P2CS: a two-component system resource for prokaryotic signal transduction research
- Mohamed Barakat†1Email author,
- Philippe Ortet†1,
- Cécile Jourlin-Castelli2,
- Mireille Ansaldi2,
- Vincent Méjean2 and
- David E Whitworth3
© Barakat et al; licensee BioMed Central Ltd. 2009
Received: 27 January 2009
Accepted: 15 July 2009
Published: 15 July 2009
With the escalation of high throughput prokaryotic genome sequencing, there is an ever-increasing need for databases that characterise, catalogue and present data relating to particular gene sets and genomes/metagenomes. Two-component system (TCS) signal transduction pathways are the dominant mechanisms by which micro-organisms sense and respond to external as well as internal environmental changes. These systems respond to a wide range of stimuli by triggering diverse physiological adjustments, including alterations in gene expression, enzymatic reactions, or protein-protein interactions.
We present P2CS (Prokaryotic 2-Component Systems), an integrated and comprehensive database of TCS signal transduction proteins, which contains a compilation of the TCS genes within 755 completely sequenced prokaryotic genomes and 39 metagenomes. P2CS provides detailed annotation of each TCS gene including family classification, sequence features, functional domains, as well as genomic context visualization. To bypass the generic problem of gene underestimation during genome annotation, we also constituted and searched an ORFeome, which improves the recovery of TCS proteins compared to searches on the equivalent proteomes.

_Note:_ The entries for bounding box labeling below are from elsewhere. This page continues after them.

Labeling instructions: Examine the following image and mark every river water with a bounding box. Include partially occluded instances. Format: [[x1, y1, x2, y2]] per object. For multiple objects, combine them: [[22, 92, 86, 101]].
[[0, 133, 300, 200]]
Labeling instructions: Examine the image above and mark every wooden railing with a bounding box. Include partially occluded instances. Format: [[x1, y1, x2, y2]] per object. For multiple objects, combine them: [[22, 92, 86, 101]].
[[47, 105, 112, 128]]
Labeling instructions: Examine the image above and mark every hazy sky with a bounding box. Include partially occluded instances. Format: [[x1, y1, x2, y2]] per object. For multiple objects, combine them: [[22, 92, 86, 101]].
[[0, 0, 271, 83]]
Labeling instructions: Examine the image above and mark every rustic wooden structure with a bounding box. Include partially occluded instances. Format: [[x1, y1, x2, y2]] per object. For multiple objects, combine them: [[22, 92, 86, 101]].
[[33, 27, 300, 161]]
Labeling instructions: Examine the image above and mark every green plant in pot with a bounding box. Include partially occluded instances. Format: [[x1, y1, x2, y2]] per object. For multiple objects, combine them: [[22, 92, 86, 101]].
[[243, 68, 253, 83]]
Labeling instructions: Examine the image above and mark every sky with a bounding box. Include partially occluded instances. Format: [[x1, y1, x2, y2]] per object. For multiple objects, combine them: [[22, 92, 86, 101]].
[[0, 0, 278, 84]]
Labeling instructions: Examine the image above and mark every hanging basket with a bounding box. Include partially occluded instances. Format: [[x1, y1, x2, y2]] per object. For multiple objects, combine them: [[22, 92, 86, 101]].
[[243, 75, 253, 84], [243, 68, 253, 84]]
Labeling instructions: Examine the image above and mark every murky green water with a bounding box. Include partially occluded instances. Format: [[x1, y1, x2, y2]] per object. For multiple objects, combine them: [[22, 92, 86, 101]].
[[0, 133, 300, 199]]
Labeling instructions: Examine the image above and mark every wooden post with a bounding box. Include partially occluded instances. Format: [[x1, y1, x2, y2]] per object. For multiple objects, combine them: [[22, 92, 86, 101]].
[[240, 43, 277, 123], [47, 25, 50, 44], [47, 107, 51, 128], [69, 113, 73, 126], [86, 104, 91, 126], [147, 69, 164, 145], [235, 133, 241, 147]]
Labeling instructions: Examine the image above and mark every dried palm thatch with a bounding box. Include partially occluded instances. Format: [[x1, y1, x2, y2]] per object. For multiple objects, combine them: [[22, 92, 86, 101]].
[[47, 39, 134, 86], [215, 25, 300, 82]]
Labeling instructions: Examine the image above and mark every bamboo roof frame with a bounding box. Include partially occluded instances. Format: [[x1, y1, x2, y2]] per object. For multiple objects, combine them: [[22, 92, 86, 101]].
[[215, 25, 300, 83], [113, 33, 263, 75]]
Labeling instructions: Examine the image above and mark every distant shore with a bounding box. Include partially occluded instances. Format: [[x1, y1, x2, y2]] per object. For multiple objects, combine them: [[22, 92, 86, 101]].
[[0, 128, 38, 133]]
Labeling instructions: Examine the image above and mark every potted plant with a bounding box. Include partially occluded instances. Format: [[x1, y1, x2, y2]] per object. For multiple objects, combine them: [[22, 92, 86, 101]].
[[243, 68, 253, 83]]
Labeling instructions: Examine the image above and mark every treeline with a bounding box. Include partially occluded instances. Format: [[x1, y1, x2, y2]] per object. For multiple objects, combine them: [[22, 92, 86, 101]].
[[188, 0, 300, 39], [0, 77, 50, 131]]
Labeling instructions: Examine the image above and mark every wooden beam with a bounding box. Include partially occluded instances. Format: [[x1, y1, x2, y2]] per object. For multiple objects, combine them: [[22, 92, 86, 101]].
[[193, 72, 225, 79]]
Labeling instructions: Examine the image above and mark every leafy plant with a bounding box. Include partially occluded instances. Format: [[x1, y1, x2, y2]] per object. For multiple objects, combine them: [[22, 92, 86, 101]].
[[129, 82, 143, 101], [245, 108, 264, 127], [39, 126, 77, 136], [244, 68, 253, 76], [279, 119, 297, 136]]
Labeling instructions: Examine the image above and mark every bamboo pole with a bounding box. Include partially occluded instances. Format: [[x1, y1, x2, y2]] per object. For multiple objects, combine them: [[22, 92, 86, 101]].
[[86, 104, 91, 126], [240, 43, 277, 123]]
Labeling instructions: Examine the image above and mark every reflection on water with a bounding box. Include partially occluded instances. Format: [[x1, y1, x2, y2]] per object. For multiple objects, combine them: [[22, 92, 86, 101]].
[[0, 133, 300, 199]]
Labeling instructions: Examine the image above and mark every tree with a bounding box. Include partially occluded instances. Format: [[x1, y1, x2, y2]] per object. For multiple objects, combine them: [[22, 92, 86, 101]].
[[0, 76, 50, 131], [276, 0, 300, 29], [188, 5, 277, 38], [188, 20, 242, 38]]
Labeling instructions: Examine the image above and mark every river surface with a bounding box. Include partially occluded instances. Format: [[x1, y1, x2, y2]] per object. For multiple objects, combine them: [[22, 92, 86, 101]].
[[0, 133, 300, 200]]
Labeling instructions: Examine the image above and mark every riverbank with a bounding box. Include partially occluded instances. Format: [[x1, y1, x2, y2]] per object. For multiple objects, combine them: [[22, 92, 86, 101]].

P2CS has been developed for computational analysis of the modular TCSs of prokaryotic genomes and metagenomes. It provides a complete overview of information on TCSs, including predicted candidate proteins and probable proteins, which need further curation/validation. The database can be browsed and queried with a user-friendly web interface at http://www.p2cs.org/.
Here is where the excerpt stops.